An American Overreach? by Imran Wyne

We’ve all learned in the last 50 years, that everything pales, democracy pales, the prospect of nuclear war pales, everything pales when measured against the balance of what Washington thinks is its interests. September 11th came and General Musharraf did what any smart military or political leader would have done. When the United States threatened Pakistan either you join us in the war against the Taliban or we will bomb you, of course, he joined.

General Musharraf had a meeting with Pakistani newspaper editors to explain this huge shift in Pakistani policy. He told them that the Americans threatened to make an Iraq out of us. In short, he was forced into supporting the U.S. So, if anybody thinks that General Musharraf is an ally, forget it! He did it because he had no choice. He did not surrender his relationship with the Taliban willingly. He did not allow U.S. troops into Afghanistan and into Pakistan willingly, but because he had no choice.

What happened in Pakistan over the last few weeks is profoundly important for two reasons. One is that you can fool all the people only some of the time, and the people of Pakistan had had enough of General Musharraf. And so, even though they had all the resources of the state, and candidates were brow-beaten, bribed, and intimidated, they could not produce an overwhelming majority in support of General Musharraf in the new Parliament. Second, what we have seen is that radical Islamic political parties – who are opposed to General Musharraf – have won a sizable proportion of seats in the National Parliament. This is a political earthquake. And the reason for this can be laid absolutely, squarely at the doorstep of the White House.

We are beginning to lay the basis in Pakistan for an armed Islamic underground revolutionary movement, because the fact of the matter is, that the policies that Musharraf will follow will be tied much more closely to what Washington wants than what the people of Pakistan want. And so the gap will just grow until it becomes unbearable, and then something will break.

I think that there’s a larger moral to this, though, than just what happens in Pakistan, because what happens in Pakistan has crucial importance to what happens in India. The Indian government is already worried about the implications of these election results. The Indian government has also started to follow very closely the Bush reasoning over the war in Iraq. Senior Indian ministers have started to talk about why preemptive war is the right of any state, not just the United States.
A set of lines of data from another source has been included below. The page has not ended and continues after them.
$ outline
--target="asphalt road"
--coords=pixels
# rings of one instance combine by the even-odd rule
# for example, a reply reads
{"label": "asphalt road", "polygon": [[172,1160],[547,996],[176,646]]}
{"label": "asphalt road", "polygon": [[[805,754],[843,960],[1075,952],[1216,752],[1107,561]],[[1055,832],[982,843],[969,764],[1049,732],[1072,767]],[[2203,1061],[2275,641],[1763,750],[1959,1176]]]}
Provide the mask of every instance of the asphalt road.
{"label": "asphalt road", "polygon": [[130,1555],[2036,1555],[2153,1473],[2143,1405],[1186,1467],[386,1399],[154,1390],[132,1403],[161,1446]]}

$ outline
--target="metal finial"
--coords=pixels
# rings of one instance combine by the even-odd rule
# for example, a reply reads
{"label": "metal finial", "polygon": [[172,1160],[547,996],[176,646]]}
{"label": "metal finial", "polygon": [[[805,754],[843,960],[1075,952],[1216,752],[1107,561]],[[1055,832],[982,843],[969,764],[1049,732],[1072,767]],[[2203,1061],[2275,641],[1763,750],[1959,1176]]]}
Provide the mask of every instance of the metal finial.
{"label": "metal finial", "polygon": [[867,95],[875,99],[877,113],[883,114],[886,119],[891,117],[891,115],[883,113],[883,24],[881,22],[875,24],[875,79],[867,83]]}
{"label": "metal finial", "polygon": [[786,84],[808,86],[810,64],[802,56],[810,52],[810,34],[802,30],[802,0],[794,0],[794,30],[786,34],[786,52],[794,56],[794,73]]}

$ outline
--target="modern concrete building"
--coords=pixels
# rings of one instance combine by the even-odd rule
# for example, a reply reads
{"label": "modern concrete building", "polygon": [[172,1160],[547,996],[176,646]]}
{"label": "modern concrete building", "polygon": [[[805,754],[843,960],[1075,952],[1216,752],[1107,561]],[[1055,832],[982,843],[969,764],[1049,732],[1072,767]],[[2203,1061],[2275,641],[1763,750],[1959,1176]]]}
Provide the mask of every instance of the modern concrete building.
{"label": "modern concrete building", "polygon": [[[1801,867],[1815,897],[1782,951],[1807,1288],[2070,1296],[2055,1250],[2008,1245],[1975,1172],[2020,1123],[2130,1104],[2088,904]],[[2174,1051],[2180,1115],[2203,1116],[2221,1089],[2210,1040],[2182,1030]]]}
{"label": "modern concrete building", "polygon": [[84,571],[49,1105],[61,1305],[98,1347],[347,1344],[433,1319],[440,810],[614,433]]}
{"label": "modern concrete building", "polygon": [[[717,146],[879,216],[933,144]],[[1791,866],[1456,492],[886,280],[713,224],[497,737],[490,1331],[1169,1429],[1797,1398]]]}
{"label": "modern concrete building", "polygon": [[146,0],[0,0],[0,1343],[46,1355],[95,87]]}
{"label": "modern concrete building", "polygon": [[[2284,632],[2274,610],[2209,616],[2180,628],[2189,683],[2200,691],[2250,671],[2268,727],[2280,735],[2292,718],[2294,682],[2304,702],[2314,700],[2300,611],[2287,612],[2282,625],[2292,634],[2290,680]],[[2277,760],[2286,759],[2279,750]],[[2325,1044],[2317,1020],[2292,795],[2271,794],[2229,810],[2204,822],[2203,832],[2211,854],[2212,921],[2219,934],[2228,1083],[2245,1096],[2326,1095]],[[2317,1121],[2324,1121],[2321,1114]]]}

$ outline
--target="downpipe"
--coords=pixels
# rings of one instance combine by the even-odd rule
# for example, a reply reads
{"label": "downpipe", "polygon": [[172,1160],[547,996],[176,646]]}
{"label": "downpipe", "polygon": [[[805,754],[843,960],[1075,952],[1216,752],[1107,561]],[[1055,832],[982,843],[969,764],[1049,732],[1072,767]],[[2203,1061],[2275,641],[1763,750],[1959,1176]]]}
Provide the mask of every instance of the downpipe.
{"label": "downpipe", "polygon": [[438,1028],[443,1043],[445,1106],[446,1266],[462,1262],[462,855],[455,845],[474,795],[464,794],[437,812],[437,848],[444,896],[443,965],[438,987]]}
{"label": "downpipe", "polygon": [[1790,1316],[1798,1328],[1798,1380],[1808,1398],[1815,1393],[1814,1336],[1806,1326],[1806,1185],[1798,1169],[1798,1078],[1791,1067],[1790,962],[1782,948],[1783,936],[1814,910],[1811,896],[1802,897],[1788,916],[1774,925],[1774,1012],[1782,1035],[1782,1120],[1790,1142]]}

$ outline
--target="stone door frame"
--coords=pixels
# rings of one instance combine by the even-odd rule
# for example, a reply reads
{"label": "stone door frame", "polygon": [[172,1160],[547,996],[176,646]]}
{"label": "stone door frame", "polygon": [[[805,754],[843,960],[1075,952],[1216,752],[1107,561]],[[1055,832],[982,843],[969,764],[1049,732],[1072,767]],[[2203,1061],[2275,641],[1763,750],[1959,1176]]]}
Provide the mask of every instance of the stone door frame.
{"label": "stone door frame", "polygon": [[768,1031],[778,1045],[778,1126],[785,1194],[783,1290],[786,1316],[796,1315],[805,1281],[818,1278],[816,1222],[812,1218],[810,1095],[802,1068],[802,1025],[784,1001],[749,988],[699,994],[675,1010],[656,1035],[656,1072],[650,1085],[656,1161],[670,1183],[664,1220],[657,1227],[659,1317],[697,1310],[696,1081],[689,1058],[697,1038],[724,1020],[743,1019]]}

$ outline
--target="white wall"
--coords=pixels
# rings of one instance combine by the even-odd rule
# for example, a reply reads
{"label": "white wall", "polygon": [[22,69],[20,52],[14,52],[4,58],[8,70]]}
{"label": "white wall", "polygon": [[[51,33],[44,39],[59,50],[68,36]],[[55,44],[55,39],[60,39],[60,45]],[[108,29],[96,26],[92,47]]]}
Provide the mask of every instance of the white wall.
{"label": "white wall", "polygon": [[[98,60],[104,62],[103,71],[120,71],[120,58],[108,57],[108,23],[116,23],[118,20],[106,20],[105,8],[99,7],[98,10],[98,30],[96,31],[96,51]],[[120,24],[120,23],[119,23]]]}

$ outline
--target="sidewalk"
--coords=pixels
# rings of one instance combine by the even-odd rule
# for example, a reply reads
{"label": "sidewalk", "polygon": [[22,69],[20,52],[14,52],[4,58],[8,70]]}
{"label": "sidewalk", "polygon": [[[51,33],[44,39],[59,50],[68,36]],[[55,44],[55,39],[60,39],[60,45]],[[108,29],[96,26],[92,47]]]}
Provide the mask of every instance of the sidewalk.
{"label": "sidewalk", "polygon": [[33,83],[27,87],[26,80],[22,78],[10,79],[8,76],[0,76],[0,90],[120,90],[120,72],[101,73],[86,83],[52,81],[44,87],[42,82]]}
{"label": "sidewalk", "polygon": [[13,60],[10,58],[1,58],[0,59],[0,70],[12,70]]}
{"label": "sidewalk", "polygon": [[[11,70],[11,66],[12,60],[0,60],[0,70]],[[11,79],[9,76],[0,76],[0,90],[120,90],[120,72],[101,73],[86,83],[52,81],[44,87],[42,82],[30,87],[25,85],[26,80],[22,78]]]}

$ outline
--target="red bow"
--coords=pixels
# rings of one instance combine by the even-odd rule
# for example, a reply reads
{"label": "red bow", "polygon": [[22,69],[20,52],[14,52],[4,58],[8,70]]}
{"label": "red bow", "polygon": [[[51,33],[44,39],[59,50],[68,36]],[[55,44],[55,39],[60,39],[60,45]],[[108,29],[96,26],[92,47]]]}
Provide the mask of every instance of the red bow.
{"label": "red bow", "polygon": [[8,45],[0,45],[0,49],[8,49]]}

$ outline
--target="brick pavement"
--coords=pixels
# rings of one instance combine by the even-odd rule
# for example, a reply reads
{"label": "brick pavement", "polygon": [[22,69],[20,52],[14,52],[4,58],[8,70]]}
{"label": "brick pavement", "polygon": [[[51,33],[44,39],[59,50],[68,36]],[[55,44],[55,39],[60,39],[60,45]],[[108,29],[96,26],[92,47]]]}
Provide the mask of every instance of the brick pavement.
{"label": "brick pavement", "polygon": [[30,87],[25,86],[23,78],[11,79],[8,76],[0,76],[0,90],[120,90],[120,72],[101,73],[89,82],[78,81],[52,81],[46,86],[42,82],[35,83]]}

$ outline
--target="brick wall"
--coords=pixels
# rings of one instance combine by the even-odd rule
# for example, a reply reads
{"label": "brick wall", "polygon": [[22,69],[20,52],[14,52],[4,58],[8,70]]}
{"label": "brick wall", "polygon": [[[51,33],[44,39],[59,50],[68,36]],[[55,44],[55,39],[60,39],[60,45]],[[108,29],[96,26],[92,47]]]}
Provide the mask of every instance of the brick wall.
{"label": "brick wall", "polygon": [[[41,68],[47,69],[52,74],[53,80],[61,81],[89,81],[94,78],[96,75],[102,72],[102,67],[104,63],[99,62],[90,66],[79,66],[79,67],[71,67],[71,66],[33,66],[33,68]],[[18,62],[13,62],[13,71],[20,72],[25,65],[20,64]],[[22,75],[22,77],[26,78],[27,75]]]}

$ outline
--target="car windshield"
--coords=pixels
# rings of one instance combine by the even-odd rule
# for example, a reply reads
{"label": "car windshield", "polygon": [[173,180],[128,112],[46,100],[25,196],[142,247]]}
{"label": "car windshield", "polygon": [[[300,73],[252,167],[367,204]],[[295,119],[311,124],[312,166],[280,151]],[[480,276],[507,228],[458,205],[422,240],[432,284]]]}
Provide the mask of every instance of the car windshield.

A dangerous tension is developing. As Pakistan becomes more fragile, the U.S. becomes ever more dependent on General Musharraf to hold it together and stop it from falling apart. If it falls apart, then not only is Afghanistan lost, but the Bush Administration and the oil companies’ ambitions for Central Asia are lost also, because in all of these countries of Central Asia, the U.S. is basically propping up ex-Soviet tyrants, who, for a good sized Swiss bank account, will sell-out their country and their people. These leaders will not survive the tidal wave that will arise if Pakistan goes under. And the spill-over will be felt by India also. To prevent that, well, the Indians and the U.S. may well feel they have no option but to take preemptive action.

People now will not tolerate the United States behaving like the British and the French conquering countries and creating new colonies. The people of the Third World did not fight for independence for 200 years against the British and the French and the Dutch and the Belgians and every other little European country that thought it had the military and economic power to push brown and black and yellow people around because they had something that they wanted. Well, that period of history is past! The Vietnamese should have taught everybody this. You do not go and take over somebody else’s country.
There are two ways for George Bush and Washington to learn this lesson. One will be a slaughter in Iraq and then decades of violence, where there will be people who will step off the sidewalk when they see an American, because they are so afraid. Or Americans will realize this is not the world that they want. It is a choice between wars of conquest, wars of colonization, things of the past, or the future based on a common, shared respect for everyone.